Recently, I searched for file on my computer, and for some reason an ancient AOL instant messenger conversation popped up, that I had saved almost nine years ago. I didn’t recognize myself in the convo at first. The pink and black striped conversation (I was typing in bubblegum pink) went on for a long time. I kept putting my hand to my forehead and thinking, who is this girl? I felt like Bruce Willis in Looper, when he meets his 30-year-younger self played by Joseph Gordon Levitt, and worries the younger, arrogant Levitt is going to jeopardize the future encounter with his gorgeous Korean wife. Or rather, I just felt sort of annoyed.
The content of the chat isn’t important, as it was typical, and petty college drama. You can fill in the scenario here: ________ and you would probably be close to correct. Apparently, during this vent to an acquaintance, I must have found some nuggets of wisdom in our exchange and decided to save it. Well, it did come in handy. I could make this post one of those “Dear 19-year-old self” letters, but I think it’s more entertaining to see how this girl fares over the next few years. I want to see her sweat a bit over gaining much needed wisdom and maturity.
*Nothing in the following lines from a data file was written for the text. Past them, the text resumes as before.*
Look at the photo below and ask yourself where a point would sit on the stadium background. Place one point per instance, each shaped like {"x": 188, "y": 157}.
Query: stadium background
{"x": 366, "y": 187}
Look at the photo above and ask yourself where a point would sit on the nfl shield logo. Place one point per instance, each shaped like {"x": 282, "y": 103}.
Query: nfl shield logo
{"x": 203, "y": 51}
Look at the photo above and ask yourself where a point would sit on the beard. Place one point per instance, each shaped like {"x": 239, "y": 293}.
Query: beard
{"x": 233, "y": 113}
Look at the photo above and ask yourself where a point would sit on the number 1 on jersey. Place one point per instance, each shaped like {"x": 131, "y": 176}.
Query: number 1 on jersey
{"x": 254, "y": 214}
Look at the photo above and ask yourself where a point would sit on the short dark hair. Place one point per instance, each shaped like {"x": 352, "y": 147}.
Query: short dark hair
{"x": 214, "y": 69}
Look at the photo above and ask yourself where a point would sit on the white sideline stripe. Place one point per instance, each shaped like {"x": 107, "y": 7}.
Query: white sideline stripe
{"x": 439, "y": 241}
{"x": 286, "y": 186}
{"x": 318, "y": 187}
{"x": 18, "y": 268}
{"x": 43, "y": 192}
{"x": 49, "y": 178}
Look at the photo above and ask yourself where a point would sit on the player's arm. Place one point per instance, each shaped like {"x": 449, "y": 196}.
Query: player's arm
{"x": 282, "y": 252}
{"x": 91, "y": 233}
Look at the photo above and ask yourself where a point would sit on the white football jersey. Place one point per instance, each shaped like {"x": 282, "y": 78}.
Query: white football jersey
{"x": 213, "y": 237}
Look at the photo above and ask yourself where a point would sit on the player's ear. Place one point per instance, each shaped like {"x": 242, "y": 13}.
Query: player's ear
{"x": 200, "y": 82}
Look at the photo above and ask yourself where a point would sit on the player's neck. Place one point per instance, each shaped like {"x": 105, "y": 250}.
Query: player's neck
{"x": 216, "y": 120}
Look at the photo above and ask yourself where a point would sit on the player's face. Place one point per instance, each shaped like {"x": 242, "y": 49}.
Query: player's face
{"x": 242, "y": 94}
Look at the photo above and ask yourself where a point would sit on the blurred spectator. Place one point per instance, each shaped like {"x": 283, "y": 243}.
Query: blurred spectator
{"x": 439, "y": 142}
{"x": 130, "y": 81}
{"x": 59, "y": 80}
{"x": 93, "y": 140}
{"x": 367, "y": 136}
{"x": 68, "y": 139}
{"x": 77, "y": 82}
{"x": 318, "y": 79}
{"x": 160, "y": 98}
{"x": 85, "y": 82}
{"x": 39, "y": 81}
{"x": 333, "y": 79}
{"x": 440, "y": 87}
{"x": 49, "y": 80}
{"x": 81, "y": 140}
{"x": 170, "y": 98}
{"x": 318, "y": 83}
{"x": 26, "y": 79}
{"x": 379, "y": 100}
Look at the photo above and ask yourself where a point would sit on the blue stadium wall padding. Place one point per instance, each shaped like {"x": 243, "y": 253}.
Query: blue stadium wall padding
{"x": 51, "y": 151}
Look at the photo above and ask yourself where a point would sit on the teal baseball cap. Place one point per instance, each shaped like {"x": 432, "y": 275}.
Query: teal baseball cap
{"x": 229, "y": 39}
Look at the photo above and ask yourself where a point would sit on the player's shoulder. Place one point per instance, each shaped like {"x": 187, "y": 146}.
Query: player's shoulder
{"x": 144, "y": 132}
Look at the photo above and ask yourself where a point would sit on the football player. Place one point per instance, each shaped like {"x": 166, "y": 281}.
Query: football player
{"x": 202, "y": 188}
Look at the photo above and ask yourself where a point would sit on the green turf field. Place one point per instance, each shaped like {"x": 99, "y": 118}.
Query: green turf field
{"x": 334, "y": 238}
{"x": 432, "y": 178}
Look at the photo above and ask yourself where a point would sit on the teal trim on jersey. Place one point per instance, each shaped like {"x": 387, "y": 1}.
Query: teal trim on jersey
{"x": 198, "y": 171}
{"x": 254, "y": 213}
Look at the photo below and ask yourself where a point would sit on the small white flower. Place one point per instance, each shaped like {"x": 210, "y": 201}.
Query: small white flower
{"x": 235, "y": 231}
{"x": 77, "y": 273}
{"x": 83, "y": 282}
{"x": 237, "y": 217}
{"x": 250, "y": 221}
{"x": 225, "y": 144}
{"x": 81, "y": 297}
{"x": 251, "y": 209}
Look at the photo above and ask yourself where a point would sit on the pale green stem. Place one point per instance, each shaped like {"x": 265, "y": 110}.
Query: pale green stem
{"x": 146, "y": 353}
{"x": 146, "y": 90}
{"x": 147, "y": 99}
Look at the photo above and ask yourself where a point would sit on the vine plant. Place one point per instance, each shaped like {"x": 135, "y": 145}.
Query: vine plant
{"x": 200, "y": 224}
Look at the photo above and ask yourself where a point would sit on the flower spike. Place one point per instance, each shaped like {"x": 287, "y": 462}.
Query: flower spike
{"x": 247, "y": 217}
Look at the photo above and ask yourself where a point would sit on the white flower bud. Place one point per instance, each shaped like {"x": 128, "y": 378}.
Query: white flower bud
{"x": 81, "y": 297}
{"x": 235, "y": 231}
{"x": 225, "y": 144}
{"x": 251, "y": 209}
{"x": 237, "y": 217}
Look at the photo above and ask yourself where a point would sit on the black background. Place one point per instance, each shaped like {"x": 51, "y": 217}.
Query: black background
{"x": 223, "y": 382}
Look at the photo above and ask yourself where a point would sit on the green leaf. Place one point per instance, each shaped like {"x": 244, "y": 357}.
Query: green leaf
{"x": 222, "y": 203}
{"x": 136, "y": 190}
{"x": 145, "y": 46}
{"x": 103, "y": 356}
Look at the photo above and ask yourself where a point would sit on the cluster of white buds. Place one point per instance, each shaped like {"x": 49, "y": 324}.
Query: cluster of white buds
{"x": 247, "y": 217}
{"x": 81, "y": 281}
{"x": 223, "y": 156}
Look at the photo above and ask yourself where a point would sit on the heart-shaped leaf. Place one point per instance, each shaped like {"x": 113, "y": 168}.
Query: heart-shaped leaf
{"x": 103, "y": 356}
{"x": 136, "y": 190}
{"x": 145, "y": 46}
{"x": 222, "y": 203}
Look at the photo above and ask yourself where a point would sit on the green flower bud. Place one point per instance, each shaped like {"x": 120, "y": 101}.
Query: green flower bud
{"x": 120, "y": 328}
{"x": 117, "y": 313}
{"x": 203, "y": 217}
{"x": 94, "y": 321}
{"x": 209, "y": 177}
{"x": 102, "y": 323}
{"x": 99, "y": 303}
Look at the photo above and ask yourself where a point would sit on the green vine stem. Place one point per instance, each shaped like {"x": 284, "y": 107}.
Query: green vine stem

Around the same time frame of the AOL chat I see this girl crying over which major to choose, and finally sort of confidently deciding on Graphic Design. I see her continue to date guys that were based on a list she formed with her 15-year-old girlfriends in high school while listening to BBMak. I see her ditching the list after too many pop-collared jerks, to eventually find the only guy who has ever made her blush. I see her make her heart vulnerable for the first time, and taking a leap into sharing her life with the guy just right for her.
They leap right into a cute old fixer-upper house, because it was a buyers market in 2007, didn’t you hear? I see her and the guy paint every room in the house a different color. I see her shivering in a 20 degree house when the heater was broken for a couple days, and remember her promising to be happy for the rest of her life when a dishwasher is finally installed. I see her paint over the ugly not-quite-right lime color in the bathroom to a nice beige.
I see her reaping the consequences of ill-formed habits from college of frequenting Jack-in-the-Box at midnight, and eating Apple Jacks everyday (because they’re healthy?). I see the day to day conversations she has with her much older coworkers she shares her cubicle space with, and her realizing that life does go on after 25. She also gains a ton of trivial knowledge from listening to the podcast Stuff You Missed in History Class while she works. I see her cry when Lost ended, partly because she hated the finale so much, and because she was so hormonal. She takes a pregnancy test an hour afterwards to get the biggest news of her life so far, and thinks “no wonder I cried so hard when Claire had her baby…again?” She sees the college kids that her husband teaches get younger by the year. And that they all have the same type of drama she did at 19.
The scenes in my mind go on and on after that AOL chat. Weddings, funerals. New jobs, new places. Disappointments, serendipity. She fails again, she learns again, she grows some more. I can see she doesn’t regret a thing, and it’s okay to fail sometimes. So I’m not going to write a letter of advice to her. I’m just going to say, “Thanks for sharing your words of 19-year-old wisdom with me. I forgot what it was like.” And sometimes it’s good to remember who you were.